If you had asked people 50 years ago, how is it going? There would have been a lot who would have agreed with the declinists who really thought the game was up. There was a huge amount of division in the United States. And not only in the United States, I’m old enough to remember the ’70s. It wasn’t a particularly good time in the United Kingdom either. In fact, the UK was the sort of poster child of stagflation at that time.

So what am I telling you? I’m not convinced that there’s some great cycle at work here. It was pretty bad 50 years ago, too. And seven years later, Ronald Reagan’s elected. Nine years later, the Berlin Wall comes down. And two years after that, the Soviet Union is gone. So the lesson I would like to draw from history is there’s a lot of non-linearity. And you have to be, I think, making a more precise argument than you just did to get me properly worried.

The Real Concerns Facing the West Today

NIALL FERGUSON: So let me try. So what is worrying today is not that we feel terribly divided or so polarized. It’s not particularly, I think, that there’s a major economic problem, actually.
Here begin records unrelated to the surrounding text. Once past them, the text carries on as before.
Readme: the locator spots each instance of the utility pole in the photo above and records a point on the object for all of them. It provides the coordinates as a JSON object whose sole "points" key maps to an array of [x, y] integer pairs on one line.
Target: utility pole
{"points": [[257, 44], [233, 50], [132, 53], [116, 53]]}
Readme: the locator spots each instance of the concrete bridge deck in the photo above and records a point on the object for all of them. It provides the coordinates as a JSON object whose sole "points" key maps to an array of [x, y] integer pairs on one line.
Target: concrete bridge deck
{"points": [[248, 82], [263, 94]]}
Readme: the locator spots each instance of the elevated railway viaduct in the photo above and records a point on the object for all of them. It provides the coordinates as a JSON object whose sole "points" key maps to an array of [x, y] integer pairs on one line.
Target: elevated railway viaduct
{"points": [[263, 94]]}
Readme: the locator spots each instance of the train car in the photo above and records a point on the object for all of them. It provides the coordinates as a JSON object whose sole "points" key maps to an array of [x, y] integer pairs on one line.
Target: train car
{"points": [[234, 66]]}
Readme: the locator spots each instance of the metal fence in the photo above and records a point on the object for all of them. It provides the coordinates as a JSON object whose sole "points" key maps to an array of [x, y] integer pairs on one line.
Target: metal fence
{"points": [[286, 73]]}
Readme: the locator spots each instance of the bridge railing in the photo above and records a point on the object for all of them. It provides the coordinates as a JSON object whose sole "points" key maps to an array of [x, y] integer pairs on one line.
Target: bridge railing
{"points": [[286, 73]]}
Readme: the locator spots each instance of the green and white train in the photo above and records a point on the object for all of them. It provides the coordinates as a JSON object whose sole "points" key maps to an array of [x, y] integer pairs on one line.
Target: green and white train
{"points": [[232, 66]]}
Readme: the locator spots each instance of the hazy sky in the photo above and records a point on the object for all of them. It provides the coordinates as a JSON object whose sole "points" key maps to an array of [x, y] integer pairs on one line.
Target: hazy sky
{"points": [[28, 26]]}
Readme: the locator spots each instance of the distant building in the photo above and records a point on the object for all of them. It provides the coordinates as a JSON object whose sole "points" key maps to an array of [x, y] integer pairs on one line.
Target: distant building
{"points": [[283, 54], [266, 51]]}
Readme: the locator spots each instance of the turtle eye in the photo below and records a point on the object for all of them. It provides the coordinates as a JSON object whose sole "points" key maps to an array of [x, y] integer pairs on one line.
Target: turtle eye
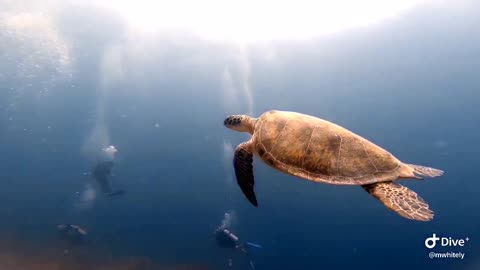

The United States economy is shockingly strong under the circumstances.

I think the things that are concerning to me are, number one, China, Russia, Iran, North Korea are working with increasing cooperation and coordination in ways that are threatening to a number of democracies that the United States and its allies have been backing. Ukraine is one. Israel is another. Taiwan is probably next.

And secondly, China’s really much bigger economically. It has much greater resources technologically, too, than any previous rival that the United States and its allies faced. Soviet Union, economically, was never more than about 42% of GDP relative to the US. Well, China’s a lot bigger than that, certainly in the 80% range. It’s above 100% if you do a purchasing power parity calculation.

The third thing that is, I think, concerning is that the United States feels less able to cope with these geopolitical challenges than it was, say, 50 years ago. I’ll give you one specific example of that. It cannot be right that with the economy more or less full employment, there’s a deficit of 7% of gross domestic product.